"She never does, Señor," she answered, stifling her sobs.
"And what is that?" asked Escobeda, in a grating voice. He slapped the paper with the back of his hand into the very face of Ana. "Do you think that I cannot read my enemy's hand—aye, and his meaning? Even were it written in invisible ink. 'Gil!' Do you see it? 'Gil!'" He slapped the paper again, still thrusting it under Ana's nose.
"There may be more than one Gil in the world, Señor," sniffed the shaking Ana.
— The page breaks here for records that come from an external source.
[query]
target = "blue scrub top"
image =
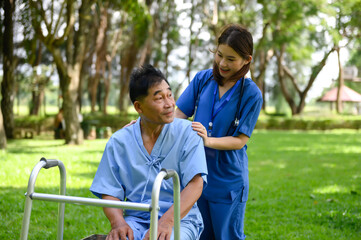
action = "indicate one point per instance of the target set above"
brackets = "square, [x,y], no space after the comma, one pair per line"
[127,170]
[228,170]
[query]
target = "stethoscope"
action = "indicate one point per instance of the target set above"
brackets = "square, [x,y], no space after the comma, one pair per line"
[235,122]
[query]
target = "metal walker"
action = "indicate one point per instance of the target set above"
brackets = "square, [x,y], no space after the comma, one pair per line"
[153,208]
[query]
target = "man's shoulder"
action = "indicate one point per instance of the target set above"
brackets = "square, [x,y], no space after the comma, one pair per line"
[123,134]
[181,123]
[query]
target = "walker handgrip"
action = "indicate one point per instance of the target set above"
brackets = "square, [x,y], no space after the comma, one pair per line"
[50,162]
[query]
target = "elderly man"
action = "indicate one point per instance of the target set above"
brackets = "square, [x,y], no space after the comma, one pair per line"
[135,154]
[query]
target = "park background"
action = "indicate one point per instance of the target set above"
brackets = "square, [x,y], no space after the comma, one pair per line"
[305,157]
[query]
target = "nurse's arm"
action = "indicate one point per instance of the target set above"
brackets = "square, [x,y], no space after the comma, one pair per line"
[120,228]
[226,143]
[180,114]
[220,143]
[188,197]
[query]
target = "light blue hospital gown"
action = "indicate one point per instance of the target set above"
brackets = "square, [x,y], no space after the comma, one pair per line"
[127,171]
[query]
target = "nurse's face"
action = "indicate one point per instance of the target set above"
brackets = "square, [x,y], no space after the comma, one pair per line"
[228,61]
[158,106]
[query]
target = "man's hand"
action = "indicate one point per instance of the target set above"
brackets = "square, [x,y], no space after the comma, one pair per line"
[122,231]
[165,227]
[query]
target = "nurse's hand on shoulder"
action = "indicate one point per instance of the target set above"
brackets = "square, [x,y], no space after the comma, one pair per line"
[122,231]
[129,124]
[202,131]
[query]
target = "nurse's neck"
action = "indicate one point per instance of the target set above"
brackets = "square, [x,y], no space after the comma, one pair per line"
[150,133]
[226,86]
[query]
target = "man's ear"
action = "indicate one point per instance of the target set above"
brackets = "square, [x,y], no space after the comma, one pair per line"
[138,106]
[249,59]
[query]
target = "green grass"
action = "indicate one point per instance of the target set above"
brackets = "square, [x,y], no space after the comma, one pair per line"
[304,185]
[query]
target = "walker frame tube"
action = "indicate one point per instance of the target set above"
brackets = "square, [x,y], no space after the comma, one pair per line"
[153,208]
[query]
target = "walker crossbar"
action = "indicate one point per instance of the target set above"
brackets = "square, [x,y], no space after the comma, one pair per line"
[153,208]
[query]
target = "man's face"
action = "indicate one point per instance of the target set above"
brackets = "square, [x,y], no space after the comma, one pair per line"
[158,106]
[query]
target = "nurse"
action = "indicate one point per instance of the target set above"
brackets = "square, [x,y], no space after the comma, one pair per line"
[225,105]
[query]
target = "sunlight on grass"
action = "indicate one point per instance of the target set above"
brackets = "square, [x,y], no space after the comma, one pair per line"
[303,185]
[331,189]
[329,165]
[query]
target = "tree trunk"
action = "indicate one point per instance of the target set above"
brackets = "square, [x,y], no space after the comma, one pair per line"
[339,106]
[281,78]
[2,133]
[8,83]
[128,60]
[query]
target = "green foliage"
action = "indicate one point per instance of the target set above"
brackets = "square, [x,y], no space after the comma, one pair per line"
[303,185]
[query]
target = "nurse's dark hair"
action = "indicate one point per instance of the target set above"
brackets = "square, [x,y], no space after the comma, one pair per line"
[241,41]
[142,79]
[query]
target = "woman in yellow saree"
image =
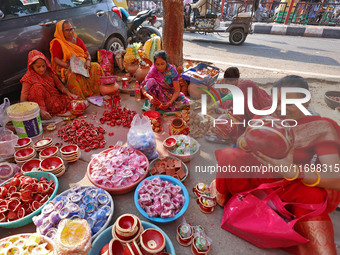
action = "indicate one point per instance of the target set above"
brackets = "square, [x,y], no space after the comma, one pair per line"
[62,47]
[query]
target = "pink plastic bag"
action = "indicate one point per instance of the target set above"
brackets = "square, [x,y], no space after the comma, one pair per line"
[105,59]
[261,218]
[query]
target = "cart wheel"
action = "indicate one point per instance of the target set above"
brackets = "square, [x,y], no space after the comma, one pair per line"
[237,36]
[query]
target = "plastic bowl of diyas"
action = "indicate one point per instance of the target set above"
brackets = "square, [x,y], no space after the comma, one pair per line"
[53,165]
[106,241]
[185,148]
[80,202]
[118,170]
[171,166]
[23,143]
[43,143]
[70,153]
[23,155]
[28,244]
[22,197]
[161,198]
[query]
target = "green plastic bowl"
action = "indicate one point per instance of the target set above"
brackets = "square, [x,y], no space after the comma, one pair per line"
[28,219]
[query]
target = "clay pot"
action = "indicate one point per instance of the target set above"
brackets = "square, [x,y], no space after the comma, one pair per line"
[108,89]
[141,72]
[133,68]
[77,107]
[178,127]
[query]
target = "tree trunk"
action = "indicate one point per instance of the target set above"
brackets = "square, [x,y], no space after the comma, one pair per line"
[173,27]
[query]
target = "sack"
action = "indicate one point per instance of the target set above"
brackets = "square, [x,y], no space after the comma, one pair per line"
[105,59]
[140,136]
[261,218]
[3,113]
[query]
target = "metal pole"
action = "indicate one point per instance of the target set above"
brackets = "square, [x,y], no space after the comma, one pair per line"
[222,7]
[289,11]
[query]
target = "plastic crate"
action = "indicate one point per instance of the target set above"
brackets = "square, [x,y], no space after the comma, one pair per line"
[192,75]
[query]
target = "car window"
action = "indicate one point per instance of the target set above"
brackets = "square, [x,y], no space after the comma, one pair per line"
[18,8]
[75,3]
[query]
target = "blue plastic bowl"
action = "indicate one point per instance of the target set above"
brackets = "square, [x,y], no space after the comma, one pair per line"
[157,219]
[106,236]
[28,219]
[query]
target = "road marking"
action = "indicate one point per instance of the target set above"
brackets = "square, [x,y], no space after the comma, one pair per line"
[266,68]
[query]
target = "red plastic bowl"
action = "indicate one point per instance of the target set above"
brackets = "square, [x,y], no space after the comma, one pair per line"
[274,141]
[49,151]
[68,149]
[152,240]
[23,141]
[23,153]
[118,191]
[51,163]
[152,114]
[29,165]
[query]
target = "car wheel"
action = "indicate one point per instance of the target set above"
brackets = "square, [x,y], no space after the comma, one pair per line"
[114,44]
[237,36]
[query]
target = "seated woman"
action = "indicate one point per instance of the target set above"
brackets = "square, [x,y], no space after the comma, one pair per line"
[42,86]
[317,141]
[62,47]
[161,86]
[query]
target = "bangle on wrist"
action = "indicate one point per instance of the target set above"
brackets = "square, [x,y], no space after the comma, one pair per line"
[317,180]
[296,175]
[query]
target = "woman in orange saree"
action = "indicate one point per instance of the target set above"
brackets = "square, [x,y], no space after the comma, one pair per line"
[62,47]
[317,140]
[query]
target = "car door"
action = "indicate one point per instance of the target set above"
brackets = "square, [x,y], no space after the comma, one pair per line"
[24,25]
[89,18]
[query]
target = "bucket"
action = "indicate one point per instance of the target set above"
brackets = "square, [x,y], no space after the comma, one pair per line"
[26,119]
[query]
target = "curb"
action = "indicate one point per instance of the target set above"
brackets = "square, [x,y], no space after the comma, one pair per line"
[297,30]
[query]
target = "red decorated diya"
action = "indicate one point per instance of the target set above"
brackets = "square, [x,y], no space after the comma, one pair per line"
[31,165]
[152,241]
[269,137]
[226,129]
[77,107]
[206,204]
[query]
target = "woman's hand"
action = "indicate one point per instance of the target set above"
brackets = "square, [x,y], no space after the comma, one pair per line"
[88,64]
[165,105]
[45,115]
"Do not try to prevaricate, Ana. You know there is not more than one Gil in the world," said Raquel, scornfully.
Ana, in danger from the second horn of her dilemma, stood convicted of both, and gasped.
"There is only one Gil in the world for me. That is Don Gil Silencio-y-Estrada. That is his note which you hold, uncle. It is a love letter. I have answered it this very day."
Raquel, now that the flood of her speech had started to flow, said all that she could imagine or devise. She said that which had no foundation in fact. She made statements which, had Silencio heard them, would have lifted him to the seventh heaven of bliss.
"He wants me to go away with him. He knows that I am imprisoned. He implores me to come to him. Be sure," said Raquel, her eyes flashing, "that the opportunity is all that I need."